- This topic has 0 replies, 1 voice, and was last updated 4 years, 11 months ago by Anonymous.
- March 12, 2016 at 9:14 am#38799AnonymousInactive
I experimented with cocaine when I was 20 and never touched it for over 5 years. Then all of a sudden I was having a bad day and started to do a little bit. Now I have been doing it every day for 3 weeks, but I am still “functioning”. I go to work every day, I have my brother whom I am taking care of, I make sure things get done etc. I can be sober at home, but when I go to work I have to get high. I don’t understand what is wrong with me. I know I need to stop and I know it’s a waste of money, but for some reason I start to panic when I am at work and I am sober. I am very disgusted with myself, but at the same time I am trying to function. I have been on many different anti-depressants and anti-anxiety medications for years, and I still had a problem staying at work for my whole shift. Then I start getting high and all of a sudden I am able to keep myself at work.

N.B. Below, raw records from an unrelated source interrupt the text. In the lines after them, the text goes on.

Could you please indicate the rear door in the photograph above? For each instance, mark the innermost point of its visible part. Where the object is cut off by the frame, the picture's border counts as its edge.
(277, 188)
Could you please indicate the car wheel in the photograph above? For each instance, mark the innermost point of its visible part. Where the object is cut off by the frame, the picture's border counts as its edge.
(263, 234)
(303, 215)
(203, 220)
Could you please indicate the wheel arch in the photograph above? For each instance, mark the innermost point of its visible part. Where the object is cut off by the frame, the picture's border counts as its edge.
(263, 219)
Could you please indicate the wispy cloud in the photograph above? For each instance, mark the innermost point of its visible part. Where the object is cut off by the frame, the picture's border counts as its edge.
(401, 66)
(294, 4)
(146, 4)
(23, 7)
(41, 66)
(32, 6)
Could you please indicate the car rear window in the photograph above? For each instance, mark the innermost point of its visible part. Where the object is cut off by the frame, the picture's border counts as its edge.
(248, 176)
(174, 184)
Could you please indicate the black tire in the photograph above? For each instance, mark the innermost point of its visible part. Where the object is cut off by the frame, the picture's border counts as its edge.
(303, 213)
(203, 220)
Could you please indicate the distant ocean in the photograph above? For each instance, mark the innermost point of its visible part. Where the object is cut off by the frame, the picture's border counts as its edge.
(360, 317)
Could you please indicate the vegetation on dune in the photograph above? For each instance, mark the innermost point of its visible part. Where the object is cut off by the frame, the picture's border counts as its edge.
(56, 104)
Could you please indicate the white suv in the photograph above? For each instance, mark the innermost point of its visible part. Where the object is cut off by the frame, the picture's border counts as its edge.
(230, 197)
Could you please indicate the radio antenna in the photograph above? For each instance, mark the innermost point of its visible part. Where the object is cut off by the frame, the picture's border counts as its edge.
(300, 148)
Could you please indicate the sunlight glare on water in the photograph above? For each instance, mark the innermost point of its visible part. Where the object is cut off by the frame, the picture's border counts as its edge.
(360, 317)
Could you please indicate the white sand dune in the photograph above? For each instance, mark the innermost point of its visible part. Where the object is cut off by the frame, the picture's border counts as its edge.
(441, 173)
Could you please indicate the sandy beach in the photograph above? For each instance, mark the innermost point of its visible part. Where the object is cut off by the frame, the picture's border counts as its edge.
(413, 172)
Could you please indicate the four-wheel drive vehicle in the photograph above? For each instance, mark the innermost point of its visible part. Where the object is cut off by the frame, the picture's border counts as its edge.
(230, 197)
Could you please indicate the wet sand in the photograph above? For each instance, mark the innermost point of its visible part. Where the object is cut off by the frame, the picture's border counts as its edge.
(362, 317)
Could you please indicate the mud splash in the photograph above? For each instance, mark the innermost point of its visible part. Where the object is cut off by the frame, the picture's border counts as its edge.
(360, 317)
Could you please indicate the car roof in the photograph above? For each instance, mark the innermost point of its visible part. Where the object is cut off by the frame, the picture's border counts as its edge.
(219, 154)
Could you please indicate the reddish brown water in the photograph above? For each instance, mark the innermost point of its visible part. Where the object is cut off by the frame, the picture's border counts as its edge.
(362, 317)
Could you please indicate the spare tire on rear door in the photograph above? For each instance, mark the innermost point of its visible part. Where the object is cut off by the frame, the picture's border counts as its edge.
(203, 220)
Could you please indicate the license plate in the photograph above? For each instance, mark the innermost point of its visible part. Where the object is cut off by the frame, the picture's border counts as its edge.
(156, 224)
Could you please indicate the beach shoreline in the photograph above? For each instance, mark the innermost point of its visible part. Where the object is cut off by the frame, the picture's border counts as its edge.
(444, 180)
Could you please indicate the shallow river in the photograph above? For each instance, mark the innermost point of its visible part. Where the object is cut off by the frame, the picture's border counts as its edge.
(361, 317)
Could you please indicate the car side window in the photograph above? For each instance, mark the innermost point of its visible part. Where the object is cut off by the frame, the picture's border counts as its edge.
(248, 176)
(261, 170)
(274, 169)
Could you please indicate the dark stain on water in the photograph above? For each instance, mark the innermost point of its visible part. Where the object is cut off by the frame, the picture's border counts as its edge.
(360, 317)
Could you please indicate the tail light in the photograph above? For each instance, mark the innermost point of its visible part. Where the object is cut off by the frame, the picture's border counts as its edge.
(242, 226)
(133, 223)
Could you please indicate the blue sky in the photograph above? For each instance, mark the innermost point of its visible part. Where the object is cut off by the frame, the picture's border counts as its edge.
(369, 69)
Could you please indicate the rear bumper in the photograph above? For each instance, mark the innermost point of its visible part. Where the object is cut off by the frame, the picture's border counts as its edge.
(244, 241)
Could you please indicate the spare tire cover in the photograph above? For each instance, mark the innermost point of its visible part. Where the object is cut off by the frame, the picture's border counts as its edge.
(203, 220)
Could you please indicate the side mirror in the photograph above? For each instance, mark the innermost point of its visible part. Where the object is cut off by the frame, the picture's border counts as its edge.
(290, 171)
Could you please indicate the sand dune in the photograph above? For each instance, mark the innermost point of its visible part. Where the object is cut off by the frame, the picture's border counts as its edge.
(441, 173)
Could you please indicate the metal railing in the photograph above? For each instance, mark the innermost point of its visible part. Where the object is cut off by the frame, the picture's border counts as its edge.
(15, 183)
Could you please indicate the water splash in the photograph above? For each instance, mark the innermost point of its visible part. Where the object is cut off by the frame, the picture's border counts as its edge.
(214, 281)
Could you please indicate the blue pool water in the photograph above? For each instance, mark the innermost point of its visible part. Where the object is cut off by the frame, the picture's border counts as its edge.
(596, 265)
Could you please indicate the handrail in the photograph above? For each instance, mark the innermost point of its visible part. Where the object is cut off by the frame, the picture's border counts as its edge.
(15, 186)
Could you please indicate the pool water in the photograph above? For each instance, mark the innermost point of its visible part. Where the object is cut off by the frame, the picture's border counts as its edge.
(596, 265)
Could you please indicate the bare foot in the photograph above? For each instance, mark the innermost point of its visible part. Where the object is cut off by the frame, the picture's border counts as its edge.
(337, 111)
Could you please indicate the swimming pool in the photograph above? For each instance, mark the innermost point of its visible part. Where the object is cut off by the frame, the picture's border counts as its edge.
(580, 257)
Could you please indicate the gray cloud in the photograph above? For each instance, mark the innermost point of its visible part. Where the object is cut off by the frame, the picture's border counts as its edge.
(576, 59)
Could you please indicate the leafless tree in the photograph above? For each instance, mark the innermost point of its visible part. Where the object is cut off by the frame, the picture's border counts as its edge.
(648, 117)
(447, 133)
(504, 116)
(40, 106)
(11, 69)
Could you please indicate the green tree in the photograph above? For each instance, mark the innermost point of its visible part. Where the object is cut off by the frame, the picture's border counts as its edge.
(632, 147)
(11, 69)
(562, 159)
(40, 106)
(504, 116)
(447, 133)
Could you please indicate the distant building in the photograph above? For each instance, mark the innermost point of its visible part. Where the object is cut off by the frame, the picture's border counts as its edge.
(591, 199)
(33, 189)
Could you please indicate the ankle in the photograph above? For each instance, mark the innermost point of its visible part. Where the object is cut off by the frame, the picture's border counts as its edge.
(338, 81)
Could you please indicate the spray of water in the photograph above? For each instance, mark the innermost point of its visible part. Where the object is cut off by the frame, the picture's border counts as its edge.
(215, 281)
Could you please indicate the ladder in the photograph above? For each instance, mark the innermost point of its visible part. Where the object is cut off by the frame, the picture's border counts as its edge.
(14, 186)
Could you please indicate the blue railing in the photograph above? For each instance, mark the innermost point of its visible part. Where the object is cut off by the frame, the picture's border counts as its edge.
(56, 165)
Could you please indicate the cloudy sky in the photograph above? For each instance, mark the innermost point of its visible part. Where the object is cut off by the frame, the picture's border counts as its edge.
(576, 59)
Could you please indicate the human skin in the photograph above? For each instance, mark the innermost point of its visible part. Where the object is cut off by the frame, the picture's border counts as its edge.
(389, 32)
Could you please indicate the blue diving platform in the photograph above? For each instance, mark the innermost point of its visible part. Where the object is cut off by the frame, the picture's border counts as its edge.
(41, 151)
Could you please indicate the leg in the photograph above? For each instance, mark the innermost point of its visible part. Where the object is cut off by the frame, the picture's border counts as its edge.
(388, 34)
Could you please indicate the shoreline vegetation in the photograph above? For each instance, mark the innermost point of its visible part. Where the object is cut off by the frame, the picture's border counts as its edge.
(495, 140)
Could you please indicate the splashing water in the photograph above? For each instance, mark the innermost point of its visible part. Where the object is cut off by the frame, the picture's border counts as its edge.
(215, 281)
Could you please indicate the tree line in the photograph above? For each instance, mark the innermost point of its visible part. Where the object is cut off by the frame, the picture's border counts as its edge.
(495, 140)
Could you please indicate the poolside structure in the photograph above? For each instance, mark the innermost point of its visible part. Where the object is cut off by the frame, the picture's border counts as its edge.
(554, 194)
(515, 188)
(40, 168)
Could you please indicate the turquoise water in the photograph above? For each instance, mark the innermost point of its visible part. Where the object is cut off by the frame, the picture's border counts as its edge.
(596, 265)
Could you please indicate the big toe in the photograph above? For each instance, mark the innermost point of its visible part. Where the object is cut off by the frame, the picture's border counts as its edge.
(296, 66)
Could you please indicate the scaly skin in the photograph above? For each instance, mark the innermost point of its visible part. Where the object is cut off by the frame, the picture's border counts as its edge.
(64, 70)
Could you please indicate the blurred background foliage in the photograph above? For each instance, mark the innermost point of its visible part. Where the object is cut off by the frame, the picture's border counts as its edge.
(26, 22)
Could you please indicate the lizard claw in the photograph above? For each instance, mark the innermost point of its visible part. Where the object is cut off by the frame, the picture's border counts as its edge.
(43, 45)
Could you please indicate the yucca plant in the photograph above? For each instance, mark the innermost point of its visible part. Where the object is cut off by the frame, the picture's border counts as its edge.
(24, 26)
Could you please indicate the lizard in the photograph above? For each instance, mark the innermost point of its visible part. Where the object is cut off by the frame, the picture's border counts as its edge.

This is a really messed up situation and I am lost. A month ago if you brought cocaine near me I would flip out on you and call you a loser….now I am the one who is doing it. No one knows. Not one person can tell. I need help and this is my first step. I am afraid to tell anyone close to me, I refuse to take a sick leave from work because I need the money, but I can also see this is not heading in a good direction. I was very suicidal and depressed around the time I started using, and it made me “up” enough to keep on truckin’.
I don’t want to tell anyone because I am afraid of what will happen. I am a very smart person and have pulled myself out of situations before, but it’s the panic of being at my job and not being able to get high to make me happy enough to stay there.
So messed up…….I am very disappointed in myself.